Genauso wie Superhelden haben auch „Superfoods“ ihre Macken. Ihre exotische Herkunft macht sie ebenso attraktiv wie teuer und gefährlich. Die Grenzwerte für die landwirtschaftliche Nutzung von Pestiziden sind in Ländern wie China oder Brasilien sehr viel niedriger als die der EU-Richtlinien und so konnten in vielen der Lebensmittel Rückstände von Schadstoffen nachgewiesen werden – ein Biosiegel gilt hier nicht immer als Qualitätsgarant. Und nicht nur für unsere Gesundheit können „Superfoods“ schädliche Folgen haben, auch die Natur wird in Mitleidenschaft gezogen. Die weiten Transportwege erhöhen die Emissionen und damit die Umweltverschmutzung, außerdem ist in manchen Fällen der Bestand und die Artenvielfalt gefährdet.

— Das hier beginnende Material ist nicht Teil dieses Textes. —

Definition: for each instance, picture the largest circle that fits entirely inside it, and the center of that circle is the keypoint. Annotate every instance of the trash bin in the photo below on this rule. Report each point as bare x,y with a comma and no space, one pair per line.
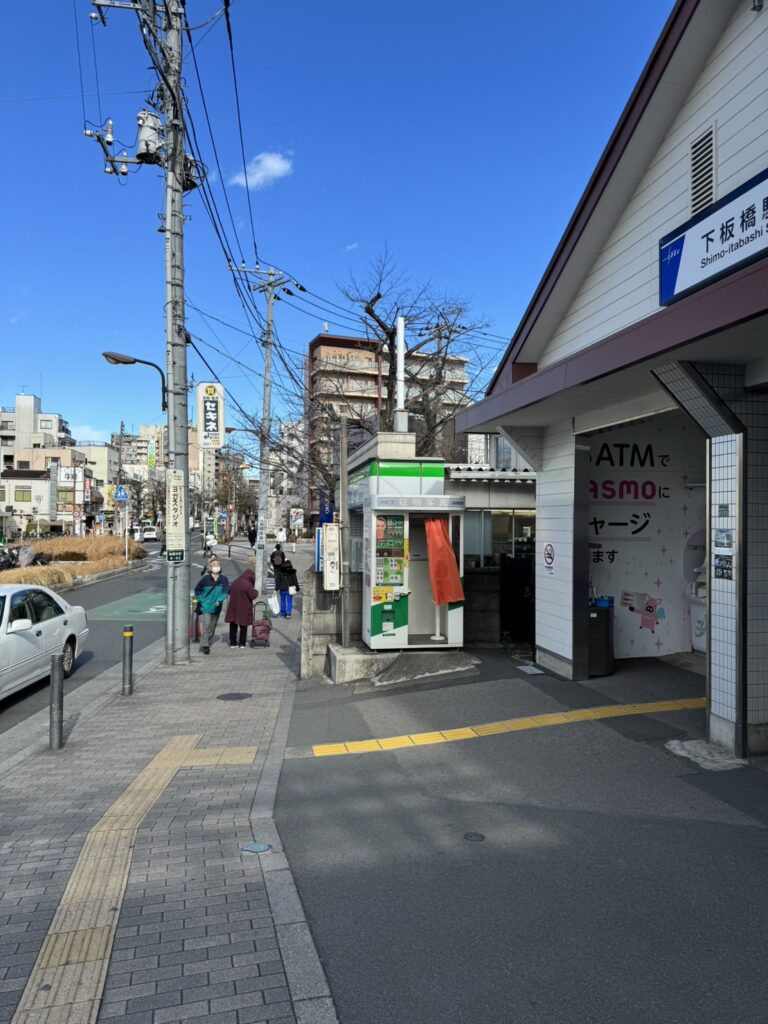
601,639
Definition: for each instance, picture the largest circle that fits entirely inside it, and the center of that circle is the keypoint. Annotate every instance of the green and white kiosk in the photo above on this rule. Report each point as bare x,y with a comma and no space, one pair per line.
396,501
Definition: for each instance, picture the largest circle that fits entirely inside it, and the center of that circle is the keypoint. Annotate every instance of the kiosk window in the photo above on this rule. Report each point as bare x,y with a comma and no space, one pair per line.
488,536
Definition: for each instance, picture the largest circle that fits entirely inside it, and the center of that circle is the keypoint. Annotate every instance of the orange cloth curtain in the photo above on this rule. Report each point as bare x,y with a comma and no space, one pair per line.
443,572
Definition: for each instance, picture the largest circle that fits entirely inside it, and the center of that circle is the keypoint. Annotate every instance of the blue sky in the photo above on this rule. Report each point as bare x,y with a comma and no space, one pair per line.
459,135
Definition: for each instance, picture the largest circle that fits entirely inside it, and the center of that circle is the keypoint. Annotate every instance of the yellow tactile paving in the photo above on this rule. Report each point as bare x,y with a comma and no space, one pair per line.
458,734
68,979
510,725
81,946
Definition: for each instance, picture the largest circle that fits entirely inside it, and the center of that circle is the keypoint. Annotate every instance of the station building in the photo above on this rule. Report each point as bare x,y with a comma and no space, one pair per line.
635,385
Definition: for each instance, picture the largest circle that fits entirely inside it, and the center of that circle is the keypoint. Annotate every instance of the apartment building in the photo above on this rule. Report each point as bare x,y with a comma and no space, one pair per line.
25,425
346,375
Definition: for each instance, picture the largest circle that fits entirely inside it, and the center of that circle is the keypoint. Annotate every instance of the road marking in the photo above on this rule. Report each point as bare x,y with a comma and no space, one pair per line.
510,725
68,979
144,605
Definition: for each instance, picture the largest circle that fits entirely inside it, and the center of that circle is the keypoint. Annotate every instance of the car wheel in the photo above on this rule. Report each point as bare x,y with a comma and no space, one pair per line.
69,657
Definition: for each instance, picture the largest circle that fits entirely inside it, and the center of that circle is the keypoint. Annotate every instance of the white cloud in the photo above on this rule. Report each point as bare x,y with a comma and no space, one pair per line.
82,432
263,170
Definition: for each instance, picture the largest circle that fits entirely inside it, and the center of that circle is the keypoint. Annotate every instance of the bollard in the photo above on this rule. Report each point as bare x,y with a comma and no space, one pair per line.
55,737
127,660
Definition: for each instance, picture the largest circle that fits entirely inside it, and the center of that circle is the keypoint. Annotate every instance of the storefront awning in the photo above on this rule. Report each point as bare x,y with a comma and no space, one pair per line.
724,323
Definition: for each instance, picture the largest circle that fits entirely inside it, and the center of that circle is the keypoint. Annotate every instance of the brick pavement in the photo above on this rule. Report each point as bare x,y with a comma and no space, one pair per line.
204,931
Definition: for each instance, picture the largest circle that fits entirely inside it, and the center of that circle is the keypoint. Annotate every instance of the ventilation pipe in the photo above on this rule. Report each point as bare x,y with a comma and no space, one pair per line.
400,416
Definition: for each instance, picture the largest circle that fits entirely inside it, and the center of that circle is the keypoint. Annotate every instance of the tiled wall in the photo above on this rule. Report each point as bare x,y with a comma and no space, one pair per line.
724,648
752,410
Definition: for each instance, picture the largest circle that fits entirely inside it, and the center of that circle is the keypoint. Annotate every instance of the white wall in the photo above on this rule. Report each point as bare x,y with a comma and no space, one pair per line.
657,540
732,91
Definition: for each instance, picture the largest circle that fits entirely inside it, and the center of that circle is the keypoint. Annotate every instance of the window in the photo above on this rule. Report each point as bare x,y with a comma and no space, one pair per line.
19,606
489,536
44,606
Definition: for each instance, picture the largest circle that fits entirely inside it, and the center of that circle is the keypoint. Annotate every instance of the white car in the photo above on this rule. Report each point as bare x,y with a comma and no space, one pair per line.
36,623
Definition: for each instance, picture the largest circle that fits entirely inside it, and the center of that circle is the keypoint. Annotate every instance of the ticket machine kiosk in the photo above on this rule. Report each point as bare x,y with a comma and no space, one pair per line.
394,498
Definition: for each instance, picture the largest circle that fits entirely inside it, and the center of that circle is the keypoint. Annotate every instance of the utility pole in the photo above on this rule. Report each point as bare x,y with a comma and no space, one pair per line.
162,27
177,636
344,530
268,284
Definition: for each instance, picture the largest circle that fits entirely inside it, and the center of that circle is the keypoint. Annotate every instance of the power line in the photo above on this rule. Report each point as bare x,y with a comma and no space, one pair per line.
95,71
80,59
213,141
240,126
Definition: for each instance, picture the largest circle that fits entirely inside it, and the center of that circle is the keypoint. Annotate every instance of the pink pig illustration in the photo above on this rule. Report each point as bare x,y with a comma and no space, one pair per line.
650,613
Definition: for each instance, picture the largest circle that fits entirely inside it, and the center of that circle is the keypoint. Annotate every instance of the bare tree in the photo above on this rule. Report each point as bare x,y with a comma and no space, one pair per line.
442,371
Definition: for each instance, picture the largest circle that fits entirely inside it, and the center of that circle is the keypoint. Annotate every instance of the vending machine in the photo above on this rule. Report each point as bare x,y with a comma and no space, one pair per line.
402,508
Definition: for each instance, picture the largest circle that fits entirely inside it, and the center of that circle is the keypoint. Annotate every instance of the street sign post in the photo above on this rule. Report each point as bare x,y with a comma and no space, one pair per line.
175,516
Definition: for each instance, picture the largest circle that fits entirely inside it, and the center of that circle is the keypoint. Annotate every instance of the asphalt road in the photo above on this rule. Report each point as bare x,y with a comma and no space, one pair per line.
137,597
573,873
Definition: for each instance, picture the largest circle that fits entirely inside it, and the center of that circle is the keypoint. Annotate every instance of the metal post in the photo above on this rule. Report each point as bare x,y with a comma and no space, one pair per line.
127,660
400,416
344,529
177,639
264,448
55,729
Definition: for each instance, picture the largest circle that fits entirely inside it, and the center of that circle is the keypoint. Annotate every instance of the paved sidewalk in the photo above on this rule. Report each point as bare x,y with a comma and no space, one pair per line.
125,891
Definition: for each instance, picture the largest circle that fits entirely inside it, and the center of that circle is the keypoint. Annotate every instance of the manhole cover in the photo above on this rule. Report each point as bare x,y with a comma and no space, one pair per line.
256,848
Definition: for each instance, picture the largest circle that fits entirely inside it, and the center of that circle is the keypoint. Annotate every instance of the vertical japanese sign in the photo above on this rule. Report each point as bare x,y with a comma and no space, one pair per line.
210,402
175,516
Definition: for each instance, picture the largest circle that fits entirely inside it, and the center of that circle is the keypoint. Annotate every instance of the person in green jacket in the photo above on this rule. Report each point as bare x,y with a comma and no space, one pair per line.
211,592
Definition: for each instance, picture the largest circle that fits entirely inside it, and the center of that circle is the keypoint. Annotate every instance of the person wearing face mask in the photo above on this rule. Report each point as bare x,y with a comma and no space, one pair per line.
211,592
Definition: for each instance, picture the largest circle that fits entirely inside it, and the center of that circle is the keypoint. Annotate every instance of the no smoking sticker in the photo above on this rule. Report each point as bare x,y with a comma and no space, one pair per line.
549,559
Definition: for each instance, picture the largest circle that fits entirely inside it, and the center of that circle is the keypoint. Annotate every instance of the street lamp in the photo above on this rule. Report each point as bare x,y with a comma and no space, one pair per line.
119,359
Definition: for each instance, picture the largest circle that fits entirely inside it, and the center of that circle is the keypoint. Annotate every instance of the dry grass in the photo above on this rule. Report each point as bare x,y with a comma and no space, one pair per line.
75,556
87,549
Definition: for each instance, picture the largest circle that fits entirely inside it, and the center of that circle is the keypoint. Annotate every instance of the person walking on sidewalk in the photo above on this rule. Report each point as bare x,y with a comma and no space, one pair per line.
240,610
275,559
211,591
289,585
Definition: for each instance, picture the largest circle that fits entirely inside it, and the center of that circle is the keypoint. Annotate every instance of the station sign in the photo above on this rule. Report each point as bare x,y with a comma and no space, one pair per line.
724,238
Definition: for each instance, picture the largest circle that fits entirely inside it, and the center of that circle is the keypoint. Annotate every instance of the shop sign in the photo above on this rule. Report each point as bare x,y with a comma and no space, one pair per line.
176,515
210,415
443,502
727,236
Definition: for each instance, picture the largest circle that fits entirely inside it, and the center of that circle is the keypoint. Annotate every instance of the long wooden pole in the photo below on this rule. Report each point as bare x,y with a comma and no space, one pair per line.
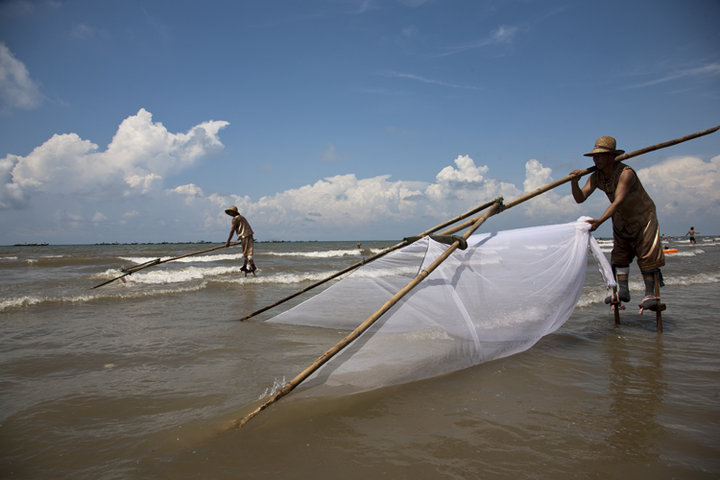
157,261
434,229
367,323
566,179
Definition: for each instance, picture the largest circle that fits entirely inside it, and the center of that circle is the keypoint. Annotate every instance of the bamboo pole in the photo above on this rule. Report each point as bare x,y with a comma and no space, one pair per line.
582,173
325,357
157,261
374,257
660,305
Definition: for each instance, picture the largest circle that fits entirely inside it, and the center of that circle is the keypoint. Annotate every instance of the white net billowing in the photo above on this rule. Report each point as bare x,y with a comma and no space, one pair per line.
498,297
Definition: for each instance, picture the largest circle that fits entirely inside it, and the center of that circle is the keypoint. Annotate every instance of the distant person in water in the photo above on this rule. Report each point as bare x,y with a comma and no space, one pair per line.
636,231
244,231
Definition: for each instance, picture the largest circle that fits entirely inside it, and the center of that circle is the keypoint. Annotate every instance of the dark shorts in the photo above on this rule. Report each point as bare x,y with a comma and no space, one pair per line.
247,245
645,245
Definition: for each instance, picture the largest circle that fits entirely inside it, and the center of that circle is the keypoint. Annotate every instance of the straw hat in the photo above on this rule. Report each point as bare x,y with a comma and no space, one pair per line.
605,145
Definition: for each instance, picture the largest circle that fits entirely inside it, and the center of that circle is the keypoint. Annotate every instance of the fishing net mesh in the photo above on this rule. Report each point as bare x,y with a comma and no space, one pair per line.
498,297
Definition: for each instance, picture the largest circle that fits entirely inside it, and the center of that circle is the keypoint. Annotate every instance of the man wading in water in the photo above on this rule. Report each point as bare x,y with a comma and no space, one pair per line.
241,226
635,227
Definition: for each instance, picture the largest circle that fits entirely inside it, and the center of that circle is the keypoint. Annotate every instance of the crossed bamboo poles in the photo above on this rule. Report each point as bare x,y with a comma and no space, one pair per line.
493,207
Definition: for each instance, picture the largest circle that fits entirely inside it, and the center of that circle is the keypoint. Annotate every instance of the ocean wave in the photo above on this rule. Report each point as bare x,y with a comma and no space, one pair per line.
353,252
171,276
26,301
192,259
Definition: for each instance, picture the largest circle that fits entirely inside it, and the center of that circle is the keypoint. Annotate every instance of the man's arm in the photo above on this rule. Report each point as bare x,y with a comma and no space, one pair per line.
232,230
627,179
581,194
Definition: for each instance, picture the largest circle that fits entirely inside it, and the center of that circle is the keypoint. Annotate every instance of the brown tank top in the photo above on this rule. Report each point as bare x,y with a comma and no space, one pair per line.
636,210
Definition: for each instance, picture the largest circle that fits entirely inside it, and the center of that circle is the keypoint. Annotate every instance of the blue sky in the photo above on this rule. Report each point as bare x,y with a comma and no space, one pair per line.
344,119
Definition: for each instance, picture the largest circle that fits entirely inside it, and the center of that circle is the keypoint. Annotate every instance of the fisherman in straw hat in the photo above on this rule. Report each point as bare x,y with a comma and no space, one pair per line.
241,226
636,232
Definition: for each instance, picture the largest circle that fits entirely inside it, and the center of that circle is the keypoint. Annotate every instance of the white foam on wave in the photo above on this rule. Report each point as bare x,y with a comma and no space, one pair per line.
183,275
192,259
26,301
317,254
279,278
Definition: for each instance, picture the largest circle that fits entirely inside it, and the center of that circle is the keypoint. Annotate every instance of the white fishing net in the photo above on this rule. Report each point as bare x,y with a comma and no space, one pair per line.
496,298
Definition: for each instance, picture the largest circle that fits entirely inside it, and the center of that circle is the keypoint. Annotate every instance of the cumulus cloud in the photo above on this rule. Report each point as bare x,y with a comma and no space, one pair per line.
17,89
140,154
553,203
464,184
684,186
118,193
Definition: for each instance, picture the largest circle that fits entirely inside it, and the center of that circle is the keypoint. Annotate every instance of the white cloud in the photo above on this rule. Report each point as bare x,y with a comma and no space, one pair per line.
17,89
684,186
140,154
553,203
79,188
331,155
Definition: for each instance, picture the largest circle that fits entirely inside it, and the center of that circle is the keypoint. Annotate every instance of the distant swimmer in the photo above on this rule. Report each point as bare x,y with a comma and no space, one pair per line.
244,231
635,226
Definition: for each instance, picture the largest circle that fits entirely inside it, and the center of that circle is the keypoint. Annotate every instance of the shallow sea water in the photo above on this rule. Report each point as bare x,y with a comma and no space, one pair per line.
140,379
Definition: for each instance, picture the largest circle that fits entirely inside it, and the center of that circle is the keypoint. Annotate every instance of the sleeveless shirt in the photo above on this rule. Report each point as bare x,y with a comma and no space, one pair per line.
633,215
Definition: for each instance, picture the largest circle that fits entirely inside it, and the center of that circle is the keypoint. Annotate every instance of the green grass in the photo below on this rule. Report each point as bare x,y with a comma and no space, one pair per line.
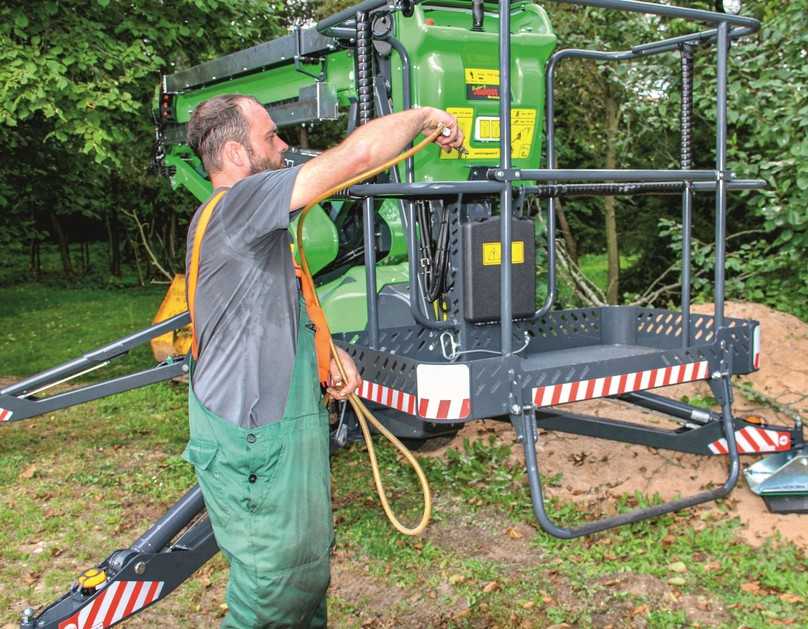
79,483
43,326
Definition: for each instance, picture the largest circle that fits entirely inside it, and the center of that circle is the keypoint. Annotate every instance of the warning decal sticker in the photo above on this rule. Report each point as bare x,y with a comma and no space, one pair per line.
482,84
486,129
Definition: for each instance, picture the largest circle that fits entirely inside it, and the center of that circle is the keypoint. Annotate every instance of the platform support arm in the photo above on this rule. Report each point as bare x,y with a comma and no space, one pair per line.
139,576
526,426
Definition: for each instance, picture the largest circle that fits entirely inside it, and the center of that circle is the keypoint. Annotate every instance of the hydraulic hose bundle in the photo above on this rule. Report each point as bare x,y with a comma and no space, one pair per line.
363,414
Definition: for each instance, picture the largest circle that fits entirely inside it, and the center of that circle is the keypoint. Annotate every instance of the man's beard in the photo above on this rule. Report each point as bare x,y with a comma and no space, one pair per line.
259,165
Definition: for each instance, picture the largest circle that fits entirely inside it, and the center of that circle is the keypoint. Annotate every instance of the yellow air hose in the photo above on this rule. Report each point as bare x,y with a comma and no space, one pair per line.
363,414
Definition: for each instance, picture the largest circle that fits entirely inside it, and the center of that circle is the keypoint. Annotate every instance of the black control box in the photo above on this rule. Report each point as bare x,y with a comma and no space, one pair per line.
482,258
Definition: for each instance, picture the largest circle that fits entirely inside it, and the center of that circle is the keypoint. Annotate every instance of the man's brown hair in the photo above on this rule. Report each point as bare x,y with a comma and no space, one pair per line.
213,123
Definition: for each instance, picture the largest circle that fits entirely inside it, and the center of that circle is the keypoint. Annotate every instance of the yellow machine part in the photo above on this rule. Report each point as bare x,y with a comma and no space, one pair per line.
176,342
92,578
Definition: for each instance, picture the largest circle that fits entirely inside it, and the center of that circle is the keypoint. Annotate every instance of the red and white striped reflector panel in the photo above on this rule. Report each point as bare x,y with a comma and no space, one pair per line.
117,601
751,440
444,391
553,394
404,402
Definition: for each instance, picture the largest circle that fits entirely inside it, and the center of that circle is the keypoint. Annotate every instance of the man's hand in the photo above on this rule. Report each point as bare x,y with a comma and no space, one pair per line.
338,389
435,117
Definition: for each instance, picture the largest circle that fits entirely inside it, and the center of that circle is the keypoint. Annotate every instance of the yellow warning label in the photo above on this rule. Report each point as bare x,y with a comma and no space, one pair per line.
492,253
465,120
482,76
523,125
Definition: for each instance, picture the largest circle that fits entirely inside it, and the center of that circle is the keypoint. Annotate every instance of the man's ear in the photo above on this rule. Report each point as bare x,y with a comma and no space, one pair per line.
234,153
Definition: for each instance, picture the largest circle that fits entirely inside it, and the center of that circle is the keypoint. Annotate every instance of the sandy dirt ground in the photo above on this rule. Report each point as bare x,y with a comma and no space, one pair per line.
594,471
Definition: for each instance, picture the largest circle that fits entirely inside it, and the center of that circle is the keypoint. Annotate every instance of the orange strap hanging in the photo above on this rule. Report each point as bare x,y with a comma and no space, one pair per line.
322,336
193,269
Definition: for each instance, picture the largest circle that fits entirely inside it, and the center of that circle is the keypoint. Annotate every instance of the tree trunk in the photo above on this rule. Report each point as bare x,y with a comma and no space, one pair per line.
36,262
303,137
85,257
140,276
64,248
114,245
172,239
610,205
566,232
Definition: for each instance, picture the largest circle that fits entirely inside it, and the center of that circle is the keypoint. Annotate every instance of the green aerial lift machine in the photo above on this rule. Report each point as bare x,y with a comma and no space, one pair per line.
412,266
437,56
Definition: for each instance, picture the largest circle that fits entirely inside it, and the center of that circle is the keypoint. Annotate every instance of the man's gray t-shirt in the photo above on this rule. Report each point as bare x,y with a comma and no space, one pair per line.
246,301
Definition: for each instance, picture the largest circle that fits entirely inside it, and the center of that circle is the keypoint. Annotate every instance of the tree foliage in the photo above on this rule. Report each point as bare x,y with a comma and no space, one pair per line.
77,80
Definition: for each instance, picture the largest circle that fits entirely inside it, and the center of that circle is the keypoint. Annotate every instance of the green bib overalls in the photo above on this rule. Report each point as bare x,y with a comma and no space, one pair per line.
268,495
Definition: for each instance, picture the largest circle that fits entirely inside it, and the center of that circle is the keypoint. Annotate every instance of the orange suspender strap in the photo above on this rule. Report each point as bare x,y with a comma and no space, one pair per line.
322,335
193,269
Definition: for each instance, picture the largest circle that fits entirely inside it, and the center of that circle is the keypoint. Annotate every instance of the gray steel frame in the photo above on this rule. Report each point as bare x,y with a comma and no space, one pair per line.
373,348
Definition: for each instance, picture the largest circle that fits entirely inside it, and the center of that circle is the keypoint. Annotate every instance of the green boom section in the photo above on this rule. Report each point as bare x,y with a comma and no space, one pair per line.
452,67
456,69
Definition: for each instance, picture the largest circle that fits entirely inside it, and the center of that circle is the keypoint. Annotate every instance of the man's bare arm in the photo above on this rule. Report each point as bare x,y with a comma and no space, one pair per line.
369,146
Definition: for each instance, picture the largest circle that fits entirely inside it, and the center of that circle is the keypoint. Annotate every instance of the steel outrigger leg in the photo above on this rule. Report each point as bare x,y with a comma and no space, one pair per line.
130,580
530,438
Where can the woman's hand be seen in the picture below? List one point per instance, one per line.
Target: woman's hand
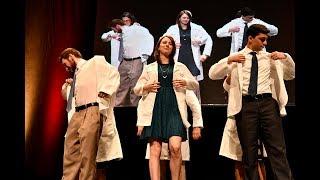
(139, 131)
(179, 83)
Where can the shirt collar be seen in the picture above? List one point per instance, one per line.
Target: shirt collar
(81, 63)
(247, 50)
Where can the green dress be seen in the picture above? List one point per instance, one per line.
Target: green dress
(166, 118)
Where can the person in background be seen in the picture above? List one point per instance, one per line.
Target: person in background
(189, 37)
(257, 99)
(162, 110)
(136, 45)
(237, 27)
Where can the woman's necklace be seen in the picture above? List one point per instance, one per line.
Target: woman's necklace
(164, 72)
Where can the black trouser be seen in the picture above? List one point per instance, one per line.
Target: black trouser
(261, 117)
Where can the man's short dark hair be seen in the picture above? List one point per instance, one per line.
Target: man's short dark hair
(247, 12)
(256, 29)
(115, 22)
(130, 16)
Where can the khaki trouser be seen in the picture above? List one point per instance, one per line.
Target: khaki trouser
(81, 145)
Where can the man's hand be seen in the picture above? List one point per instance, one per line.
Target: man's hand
(196, 133)
(203, 58)
(103, 95)
(278, 55)
(153, 87)
(239, 58)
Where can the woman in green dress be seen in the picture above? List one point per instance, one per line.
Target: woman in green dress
(162, 109)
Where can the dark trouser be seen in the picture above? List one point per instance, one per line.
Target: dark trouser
(130, 72)
(262, 116)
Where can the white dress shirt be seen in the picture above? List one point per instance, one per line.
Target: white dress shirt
(137, 41)
(114, 44)
(237, 37)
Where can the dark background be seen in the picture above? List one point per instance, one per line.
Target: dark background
(158, 17)
(74, 23)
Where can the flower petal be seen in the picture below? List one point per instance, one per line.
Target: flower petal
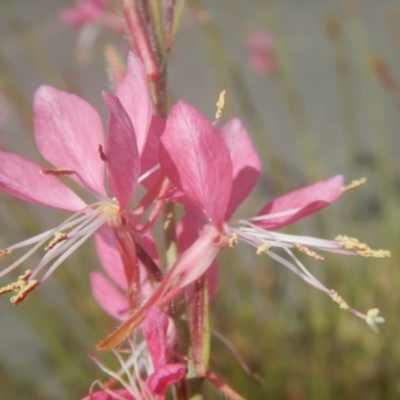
(122, 153)
(68, 131)
(109, 298)
(166, 376)
(134, 96)
(245, 161)
(103, 395)
(149, 157)
(109, 256)
(20, 178)
(195, 158)
(300, 203)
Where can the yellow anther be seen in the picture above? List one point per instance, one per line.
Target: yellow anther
(362, 249)
(4, 252)
(23, 293)
(56, 171)
(58, 237)
(309, 252)
(263, 248)
(233, 240)
(353, 185)
(22, 287)
(339, 299)
(220, 104)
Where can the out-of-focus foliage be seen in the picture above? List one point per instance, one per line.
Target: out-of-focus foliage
(330, 105)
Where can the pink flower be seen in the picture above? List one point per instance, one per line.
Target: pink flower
(147, 371)
(261, 53)
(216, 173)
(91, 12)
(68, 133)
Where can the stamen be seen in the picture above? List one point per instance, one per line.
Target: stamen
(362, 249)
(220, 105)
(339, 299)
(58, 237)
(355, 184)
(233, 240)
(22, 287)
(263, 248)
(56, 171)
(307, 251)
(4, 252)
(102, 155)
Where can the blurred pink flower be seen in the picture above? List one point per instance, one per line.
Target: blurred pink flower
(260, 50)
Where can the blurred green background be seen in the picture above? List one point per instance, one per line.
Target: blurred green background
(331, 105)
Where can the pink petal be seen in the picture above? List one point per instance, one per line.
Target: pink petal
(122, 153)
(245, 161)
(109, 256)
(300, 203)
(103, 395)
(20, 178)
(134, 96)
(68, 131)
(154, 330)
(149, 158)
(108, 296)
(166, 376)
(195, 158)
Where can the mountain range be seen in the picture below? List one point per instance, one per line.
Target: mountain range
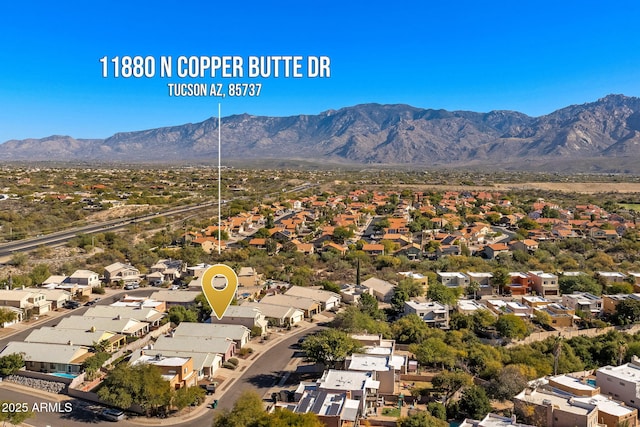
(600, 136)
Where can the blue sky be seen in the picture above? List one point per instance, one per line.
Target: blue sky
(532, 57)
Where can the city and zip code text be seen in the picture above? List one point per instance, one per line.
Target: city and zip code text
(220, 90)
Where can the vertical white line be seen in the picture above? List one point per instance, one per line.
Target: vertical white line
(219, 188)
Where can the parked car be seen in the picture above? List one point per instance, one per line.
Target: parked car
(112, 414)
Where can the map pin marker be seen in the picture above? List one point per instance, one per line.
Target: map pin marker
(219, 297)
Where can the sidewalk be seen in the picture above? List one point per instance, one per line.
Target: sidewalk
(227, 377)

Nicht immer ist drin, was draufsteht
Dass die sogenannten „Superfoods“ durchaus super sein können, bleibt also unumstritten, dass vieles daran aber auch Mythos und Marketing ist, ebenso wenig. Viele der Produkte können aufgrund der weiten Transportwege nicht frisch bei uns verkauft werden, sondern kommen in Form von Pulver, Pillen oder Säften in unseren Supermärkten an. Viele der positiven Eigenschaften gehen dadurch verloren. Glaubt man außerdem der ayurvedischen Medizin, so sind die Pflanzen und Lebensmittel für uns am besten, die in unserer unmittelbaren Umgebung wachsen, denn unser Körper hat sich Klima und Umwelt angepasst. So mag elektrolytisches Kokoswasser für ein vom tropischen Klima erhitztes Gemüt wohltuend wirken, an einem verschneiten Wintertag jedoch herzlich wenig zu unserer Gesundheit beitragen. Und tatsächlich stehen viele unserer hiesigen Lebensmittel den vermeintlichen „Superfoods“ in nichts nach. Die Wirkung der Chia-Samen ist beispielsweise vergleichbar mit der der Leinsaat, auf dessen entschlackende Wirkung schon Oma schwor. Und in Sachen Antioxidanten kann es die Acai-Beere locker mit der deutschen Heidelbeere aufnehmen.
Die goldene Mitte finden
Grundsätzlich können die ausländischen „Superfoods“ also eine gute Ergänzung zu unseren eigenen „Superlebensmitteln“ sein. Wie so häufig geht es um die richtige Balance. Ein süßes Müsli wird nicht nur durch Goji-Beeren zum Schlankmacher und wer vom Sofa aus Matcha-Latte schlürft, lebt auch nicht gesünder. Viel wichtiger ist eine abwechslungsreiche, ausreichende und ausgewogene Ernährung mit einer gesunden Portion Bewegung. Es ist also nichts falsch daran, dem neumodischen Trend zu folgen, solange man Altbewährtes im Hinterkopf behält. „An apple a day, keeps the doctor away.“ („Ein Apfel am Tag und dir bleibt der Gang zum Arzt erspart.“) – und Äpfel gibt’s zum Glück auch in Deutschland.